Pero ella, Amely, no se atrevió siquiera a mirarla para darle algunos reales. Kilian habría montado en cólera si hubiera llevado a una mujer india a la casa. Habría dicho que pronto iba a acabar la Navidad y que para entonces ya se le habría pasado aquella compasión exacerbada.

La señora Ferreira había creado una fundación para muchachas indias caídas en desgracia. Asimismo, de vez en cuando daba una pequeña ayuda a algunas familias escogidas. Al parecer, con todo aquello la extravagante dama lograba aliviar su conciencia. Eso sí, nunca hablaba de la miseria de los indígenas. Quizás era lo propio de una mujer con dinero, puesto que para ella la riqueza no era más que un montón de regalos con los que pasar el tiempo sin lograr sacarle mayor provecho. ¿Acaso Amely no era también una pedigüeña con todo el dinero que Kilian ponía a su entera disposición?

Él le había anunciado que la obsequiaría con un fantástico regalo de Navidad que superaría todos los anteriores.

Ya de entrada sabía que no quería ese regalo.

En la ciudad apenas se notaba que la Navidad estaba a la vuelta de la esquina. En algunas ventanas colgaban ornamentos de madera de colores. Sin embargo, Amely dudaba si no serían más bien paganos, como todos aquellos artilugios extraños que gracias a Maria hallaba en cualquier rincón de la casa. En lugar de estrellas de papel de estaño, la Negra había repartido adornos florales por las habitaciones. Así se estilaba en Brasil, aunque a Amely no acababan de agradarle. Para ella, las flores eran más propias de las estaciones cálidas. Los abetos, las figurillas de madera, vagar por los mercados navideños sobre la nieve dura. Una estufa crepitante mientras el viento helado sacudía los postigos…

Un estallido ensordecedor la sobresaltó. El vidrio de la puerta reventó, y los pedazos volaron por la sala. Un jarrón se había partido en dos, y la dama que estaba sentada en aquella mesa se desvaneció. Su acompañante la llevó a otra mesa con la ayuda del dueño del local. Los monos chillaban y daban saltos alrededor. Fuera se oían carreras y gritos. Tal vez un ladrón se había hecho con una pistola y la había probado allí mismo, tal y como conjeturaba el hombre de detrás del periódico, sin hacer demasiado caso del revuelo. Por su parte, la camarera, que buscaba sus reservas de ginebra sin perder la calma, sugirió que quizás habían vuelto a atrapar a un contrabandista de caucho.

—Venga, vámonos —dijo Amely.

—¡No, yo ahí fuera no salgo! —Bärbel había perdido todo el color de la cara. Amely quería ponerse en pie, y justo entonces entró uno de sus dos guardaespaldas y le aconsejó que esperara un poco hasta que la situación se hubiera calmado.

—Vaya un final para nuestro paseo por la ciudad —suspiró ella.

—De todas maneras no me ha gustado. Disculpe, señorita, ¿le importa si me pido otra limonada?

Lo cierto es que a ella también le había sorprendido la escena del interior de la catedral Matriz de Nossa Senhora da Conceição. Todo el mundo entraba para tomar un poco el fresco y descansar. Sin embargo, que la gente continuara sus negocios dentro, que muchas veces acababan en reyertas, no se lo esperaba. Durante su paseo por la ribera se habían topado con un grupo de indigentes que las habían agarrado de las faldas entre gritos. ¡Una imagen como de la Edad Media! ¡Y el mercado de pescado sí que era extraño! Habían levantado un edificio espléndido, profusamente decorado con ornamentos de hierro forjado, proyectado por el propio Gustave Eiffel, para luego llenarlo de montones de pescado ensangrentado.

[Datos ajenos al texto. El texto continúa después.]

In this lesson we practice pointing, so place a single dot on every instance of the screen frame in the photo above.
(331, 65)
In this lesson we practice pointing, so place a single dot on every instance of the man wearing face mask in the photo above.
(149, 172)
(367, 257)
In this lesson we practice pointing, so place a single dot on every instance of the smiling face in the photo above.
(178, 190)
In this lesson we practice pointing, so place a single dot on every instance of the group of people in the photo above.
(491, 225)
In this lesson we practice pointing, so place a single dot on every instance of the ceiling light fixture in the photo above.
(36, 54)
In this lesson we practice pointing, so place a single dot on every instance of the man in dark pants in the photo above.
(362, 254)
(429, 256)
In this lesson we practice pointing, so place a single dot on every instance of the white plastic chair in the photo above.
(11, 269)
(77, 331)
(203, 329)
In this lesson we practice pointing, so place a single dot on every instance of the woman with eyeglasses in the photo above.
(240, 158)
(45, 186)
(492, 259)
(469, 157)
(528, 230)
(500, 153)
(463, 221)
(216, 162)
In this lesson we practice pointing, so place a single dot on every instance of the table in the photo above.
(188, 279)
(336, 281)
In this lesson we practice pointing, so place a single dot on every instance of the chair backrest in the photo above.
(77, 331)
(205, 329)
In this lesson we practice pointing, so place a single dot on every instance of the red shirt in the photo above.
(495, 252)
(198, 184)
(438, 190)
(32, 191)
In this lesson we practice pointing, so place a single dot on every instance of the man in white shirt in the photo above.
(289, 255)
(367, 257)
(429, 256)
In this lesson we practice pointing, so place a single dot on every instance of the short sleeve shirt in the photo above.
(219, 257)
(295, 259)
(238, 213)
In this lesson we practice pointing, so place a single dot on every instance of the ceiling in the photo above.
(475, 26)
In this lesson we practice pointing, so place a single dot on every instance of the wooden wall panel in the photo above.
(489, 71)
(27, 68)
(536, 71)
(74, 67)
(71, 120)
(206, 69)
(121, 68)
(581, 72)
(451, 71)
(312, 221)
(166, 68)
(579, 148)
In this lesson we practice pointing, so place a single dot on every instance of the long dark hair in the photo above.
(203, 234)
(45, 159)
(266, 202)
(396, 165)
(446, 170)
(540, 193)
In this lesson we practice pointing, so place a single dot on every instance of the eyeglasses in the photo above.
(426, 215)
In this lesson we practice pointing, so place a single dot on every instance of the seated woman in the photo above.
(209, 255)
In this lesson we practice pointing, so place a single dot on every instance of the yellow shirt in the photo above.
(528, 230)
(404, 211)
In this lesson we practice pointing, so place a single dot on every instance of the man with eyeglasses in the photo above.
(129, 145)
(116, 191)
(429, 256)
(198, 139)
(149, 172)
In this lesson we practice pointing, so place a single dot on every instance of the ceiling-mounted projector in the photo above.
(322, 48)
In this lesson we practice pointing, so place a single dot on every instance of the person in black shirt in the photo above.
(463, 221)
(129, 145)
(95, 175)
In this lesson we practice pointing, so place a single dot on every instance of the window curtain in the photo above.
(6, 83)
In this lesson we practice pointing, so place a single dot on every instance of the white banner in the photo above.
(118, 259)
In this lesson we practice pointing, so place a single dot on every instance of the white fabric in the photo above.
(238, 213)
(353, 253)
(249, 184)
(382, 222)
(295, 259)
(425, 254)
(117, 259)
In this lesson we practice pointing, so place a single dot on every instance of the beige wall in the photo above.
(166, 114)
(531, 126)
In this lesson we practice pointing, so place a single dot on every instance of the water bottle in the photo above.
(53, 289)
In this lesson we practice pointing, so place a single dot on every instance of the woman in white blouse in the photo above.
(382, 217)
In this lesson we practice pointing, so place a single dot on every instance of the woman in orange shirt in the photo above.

Naturalmente, también habían pasado por la plaza de la ópera. Ya habían retirado los andamiajes. Todo brillaba y centelleaba y estaba a la espera de la gran noche. Las calles estaban llenas de carteles. La Gioconda. A Amely le latía el corazón con fuerza solo de pensarlo.

A pesar de todo…

Todo iría a mejor para entonces. No sabía qué se lo hacía pensar, pero quería creerlo. Cada vez que Kilian hablaba de ello, ella percibía que él también depositaba sus esperanzas en aquella velada. Había vuelto a obsequiarla con un regalo fastuoso: un Spider Phaeton como el que tenía la señora Ferreira.

Amely encontraba casi un tanto escandaloso que una mujer condujera un carruaje. Kilian, por su parte, se había reído de aquellos pensamientos y la había tomado entre sus brazos.

Mi pequeña y querida Amely, tan tímida ella.

Trascurrió una hora. Dos. ¿Qué pasaba ahí fuera?

Amely soñó que navegaba Amazonas abajo. No, mejor aún, que gobernaba ella misma su barco. Hasta la costa. Que se adentraba en el océano, en una tormenta huracanada. Hasta las profundidades heladas. Kilian entendería por fin que no debería haberla tratado como un objeto que uno podía lanzar, recoger, limpiar y volver a lanzar a su antojo.

Pero tal vez llegara antes un pequeño barco de vapor transportando a un aventurero. Da Silva estaría echado sobre la hamaca, en cubierta, sujetando el timón con una mano con aire relajado. Se apartaría el sombrero, abriría los ojos y la vería a ella… Y lo cierto era que en la ciudad ella había estado buscándole continuamente. ¡Qué insensatez! Sabía que había partido rumbo al norte junto con Kilian, en uno de los barcos de este.

—Bärbel, ¿podrías hacer el favor de ir a mirar si nos podemos ir ya?

—¿Yo? ¡Señorita!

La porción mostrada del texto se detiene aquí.